Convergence in \( \ell_2\) space refers to the behavior of sequences whose elements are square-summable, meaning their squared norm converges to a finite value.
Let's say \( \{a_n\} \) is a sequence in \( \ell_2\) space. We say \( a_n \) converges in \( \ell_2\) if:
\[ \lim_{n \rightarrow \infty} \left\|a_n - a\right\|_2 = 0 \]where \( a \) is the limit of the sequence.

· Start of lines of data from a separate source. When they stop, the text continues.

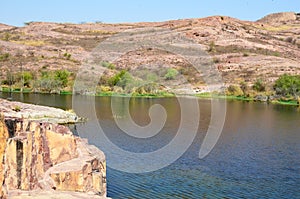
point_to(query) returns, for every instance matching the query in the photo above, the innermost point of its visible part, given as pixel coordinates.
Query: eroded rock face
(44, 156)
(3, 139)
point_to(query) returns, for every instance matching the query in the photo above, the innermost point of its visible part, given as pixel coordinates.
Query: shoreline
(166, 95)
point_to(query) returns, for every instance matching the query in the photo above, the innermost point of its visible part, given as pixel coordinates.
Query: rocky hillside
(241, 50)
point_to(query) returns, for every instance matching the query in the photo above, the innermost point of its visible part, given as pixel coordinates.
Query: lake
(257, 155)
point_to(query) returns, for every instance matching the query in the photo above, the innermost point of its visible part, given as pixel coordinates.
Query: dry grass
(31, 42)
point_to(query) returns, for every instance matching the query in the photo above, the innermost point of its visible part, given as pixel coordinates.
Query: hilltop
(243, 51)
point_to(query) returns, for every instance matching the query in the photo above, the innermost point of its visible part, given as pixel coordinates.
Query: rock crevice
(47, 157)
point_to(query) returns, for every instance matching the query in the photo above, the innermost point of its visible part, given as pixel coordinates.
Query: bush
(287, 85)
(4, 57)
(259, 86)
(108, 65)
(62, 77)
(171, 74)
(116, 78)
(67, 56)
(25, 78)
(212, 47)
(234, 90)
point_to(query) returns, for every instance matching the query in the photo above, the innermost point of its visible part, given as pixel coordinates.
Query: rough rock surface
(44, 160)
(35, 112)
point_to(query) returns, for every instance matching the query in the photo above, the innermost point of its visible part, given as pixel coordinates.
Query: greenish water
(257, 155)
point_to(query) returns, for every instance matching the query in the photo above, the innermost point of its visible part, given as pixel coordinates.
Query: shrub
(62, 77)
(259, 86)
(112, 81)
(108, 65)
(67, 56)
(212, 47)
(16, 108)
(287, 85)
(234, 90)
(25, 78)
(4, 57)
(171, 74)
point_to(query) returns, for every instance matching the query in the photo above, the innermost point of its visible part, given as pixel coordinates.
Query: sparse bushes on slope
(288, 85)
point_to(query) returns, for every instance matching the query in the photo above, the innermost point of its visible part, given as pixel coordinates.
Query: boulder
(40, 156)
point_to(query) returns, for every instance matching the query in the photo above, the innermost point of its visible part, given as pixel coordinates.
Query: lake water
(257, 155)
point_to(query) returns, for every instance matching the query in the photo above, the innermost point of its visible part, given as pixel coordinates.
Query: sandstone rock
(3, 138)
(43, 156)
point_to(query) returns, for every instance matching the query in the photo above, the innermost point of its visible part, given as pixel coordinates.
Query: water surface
(257, 155)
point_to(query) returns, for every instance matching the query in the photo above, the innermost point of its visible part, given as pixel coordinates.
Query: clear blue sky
(16, 12)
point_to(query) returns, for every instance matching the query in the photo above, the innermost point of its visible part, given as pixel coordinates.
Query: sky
(16, 12)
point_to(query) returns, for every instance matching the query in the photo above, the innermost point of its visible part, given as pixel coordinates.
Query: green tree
(259, 86)
(25, 78)
(171, 74)
(116, 78)
(234, 90)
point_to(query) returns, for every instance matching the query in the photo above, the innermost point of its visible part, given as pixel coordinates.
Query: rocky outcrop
(279, 17)
(48, 158)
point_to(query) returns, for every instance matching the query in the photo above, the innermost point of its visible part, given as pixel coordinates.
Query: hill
(243, 51)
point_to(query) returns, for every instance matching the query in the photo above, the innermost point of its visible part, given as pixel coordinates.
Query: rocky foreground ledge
(45, 160)
(38, 113)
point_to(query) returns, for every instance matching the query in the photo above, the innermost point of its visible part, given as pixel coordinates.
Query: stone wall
(44, 156)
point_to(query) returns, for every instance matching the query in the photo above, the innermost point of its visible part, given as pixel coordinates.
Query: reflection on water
(257, 155)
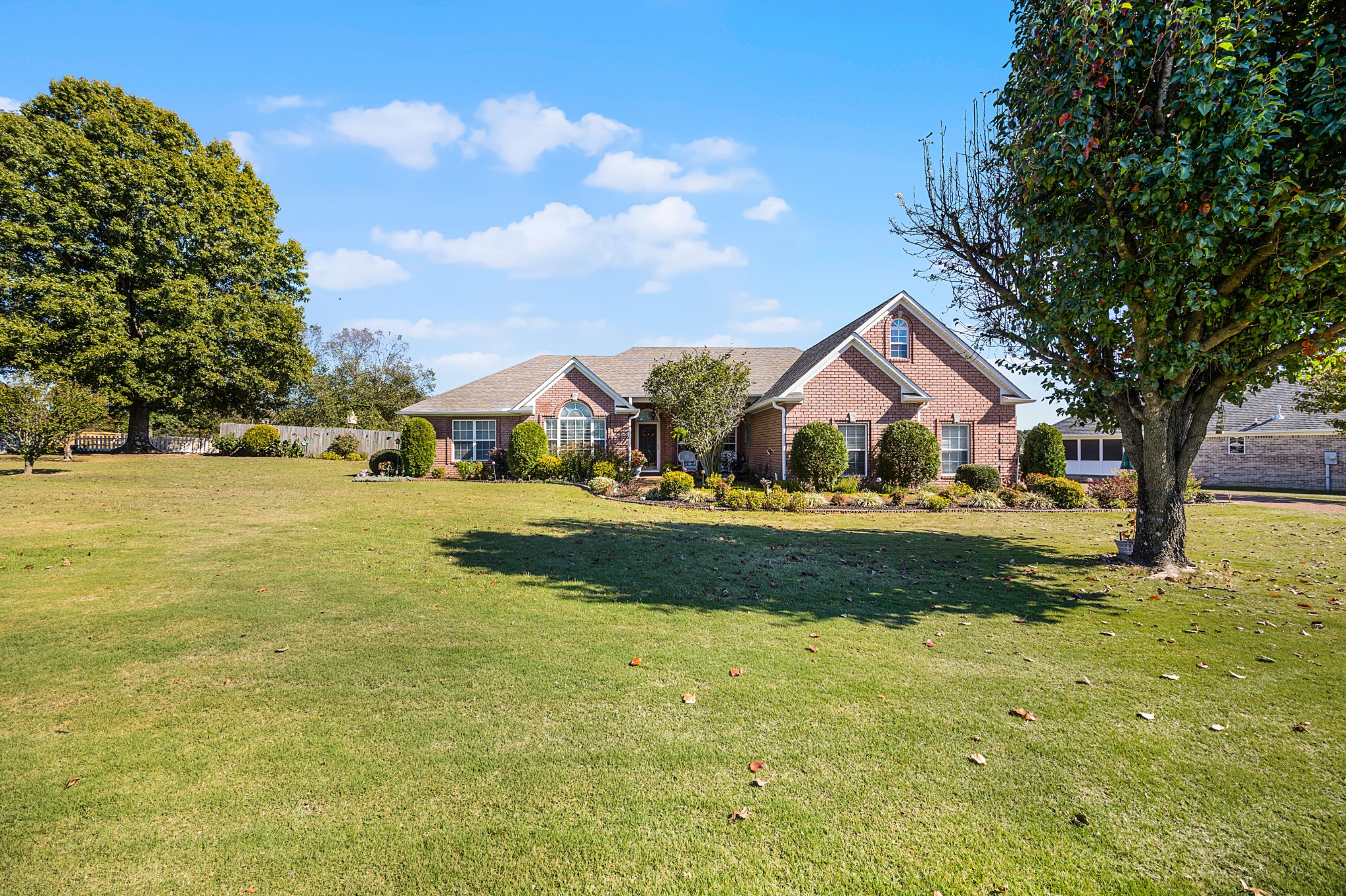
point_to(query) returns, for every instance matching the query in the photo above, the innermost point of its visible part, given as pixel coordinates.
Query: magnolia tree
(39, 418)
(705, 396)
(1154, 219)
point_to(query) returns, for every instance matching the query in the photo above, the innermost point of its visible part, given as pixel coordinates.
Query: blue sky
(497, 181)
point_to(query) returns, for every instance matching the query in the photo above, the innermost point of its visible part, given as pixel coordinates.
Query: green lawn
(268, 677)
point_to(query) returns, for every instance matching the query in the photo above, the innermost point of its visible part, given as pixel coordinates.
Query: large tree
(1154, 219)
(367, 372)
(705, 396)
(142, 263)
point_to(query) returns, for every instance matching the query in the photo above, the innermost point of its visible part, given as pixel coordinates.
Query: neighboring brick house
(894, 362)
(1263, 443)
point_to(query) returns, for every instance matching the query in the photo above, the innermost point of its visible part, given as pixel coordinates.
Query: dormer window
(900, 346)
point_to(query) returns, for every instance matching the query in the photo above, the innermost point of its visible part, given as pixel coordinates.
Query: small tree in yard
(39, 418)
(819, 455)
(1044, 453)
(909, 454)
(705, 396)
(1155, 219)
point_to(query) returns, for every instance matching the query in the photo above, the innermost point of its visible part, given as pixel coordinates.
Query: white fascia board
(1011, 395)
(620, 404)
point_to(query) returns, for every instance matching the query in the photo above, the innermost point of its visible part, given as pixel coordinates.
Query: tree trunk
(137, 430)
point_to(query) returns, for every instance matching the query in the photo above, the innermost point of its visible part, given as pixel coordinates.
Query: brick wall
(1271, 462)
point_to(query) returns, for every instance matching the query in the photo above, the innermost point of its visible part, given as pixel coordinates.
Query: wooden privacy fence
(101, 443)
(319, 437)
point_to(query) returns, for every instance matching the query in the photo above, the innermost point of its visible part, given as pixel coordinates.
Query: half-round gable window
(900, 344)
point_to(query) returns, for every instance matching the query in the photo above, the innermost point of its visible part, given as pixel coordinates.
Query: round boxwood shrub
(262, 440)
(417, 447)
(675, 483)
(909, 454)
(980, 477)
(818, 455)
(386, 463)
(1044, 453)
(344, 444)
(526, 450)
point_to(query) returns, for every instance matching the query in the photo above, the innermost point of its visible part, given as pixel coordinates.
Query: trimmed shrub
(386, 463)
(526, 450)
(909, 454)
(819, 455)
(1044, 451)
(675, 483)
(417, 447)
(1067, 494)
(549, 467)
(602, 485)
(980, 477)
(344, 444)
(262, 441)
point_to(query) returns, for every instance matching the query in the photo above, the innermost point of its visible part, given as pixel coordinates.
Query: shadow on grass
(882, 577)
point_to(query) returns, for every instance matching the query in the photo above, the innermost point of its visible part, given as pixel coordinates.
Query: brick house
(1262, 443)
(894, 362)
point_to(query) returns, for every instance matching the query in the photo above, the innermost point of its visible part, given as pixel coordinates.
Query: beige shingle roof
(625, 373)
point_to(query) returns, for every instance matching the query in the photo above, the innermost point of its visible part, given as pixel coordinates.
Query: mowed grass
(268, 677)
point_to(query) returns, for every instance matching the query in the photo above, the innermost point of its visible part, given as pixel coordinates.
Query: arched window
(575, 427)
(898, 342)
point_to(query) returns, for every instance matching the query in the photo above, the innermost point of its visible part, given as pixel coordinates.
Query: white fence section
(317, 439)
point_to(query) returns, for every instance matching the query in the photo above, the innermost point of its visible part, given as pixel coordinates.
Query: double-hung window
(900, 345)
(856, 449)
(954, 447)
(474, 439)
(575, 427)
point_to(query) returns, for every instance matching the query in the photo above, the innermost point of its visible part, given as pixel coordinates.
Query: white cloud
(776, 325)
(712, 150)
(629, 173)
(408, 131)
(769, 209)
(244, 145)
(272, 104)
(353, 269)
(566, 240)
(520, 131)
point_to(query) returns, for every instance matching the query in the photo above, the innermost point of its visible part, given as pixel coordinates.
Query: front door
(648, 443)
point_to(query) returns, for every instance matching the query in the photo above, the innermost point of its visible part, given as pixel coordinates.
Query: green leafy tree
(417, 445)
(367, 372)
(705, 396)
(1044, 453)
(526, 449)
(39, 418)
(819, 455)
(1326, 393)
(909, 454)
(1155, 218)
(142, 263)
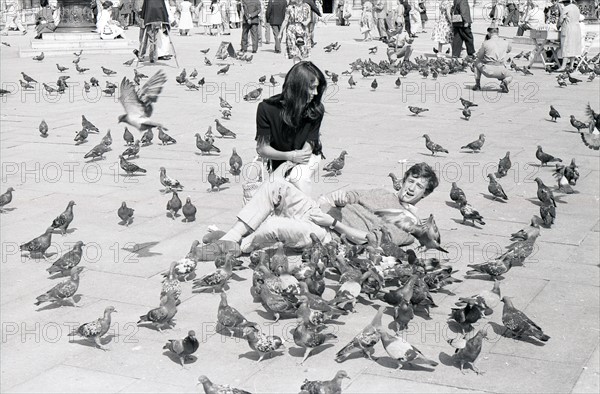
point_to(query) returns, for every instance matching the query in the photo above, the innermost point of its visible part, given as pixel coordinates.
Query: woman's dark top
(271, 129)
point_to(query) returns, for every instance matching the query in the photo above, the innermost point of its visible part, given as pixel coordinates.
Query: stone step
(71, 36)
(85, 44)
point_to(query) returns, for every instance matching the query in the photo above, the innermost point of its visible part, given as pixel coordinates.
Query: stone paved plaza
(557, 287)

For sequences in \( \ell_2\), this means that the sum of the squared differences between the sequence elements and the limit goes to zero. This is crucial as it ensures the sequence 'stabilizes' and does not deviate wildly as it progresses.In our exercise, we are dealing with sequence elements represented as \( x_i^k \). By applying Bessel’s inequality, we showed that \( x_i^k \) goes to zero for every \( i\). Since these elements belong to an orthonormal sequence, this guarantees their convergence in \( \ell_2\).So, \:
- We can trust that the sequence elements settle down to zero.
- This aligns with the property that every orthonormal sequence in \( \ell_2\) converges in \( \ell_2\) space.
Hence, understanding convergence in \( \ell_2\) space helps in comprehending how sequences behave and ensures stability in their long-term predictions.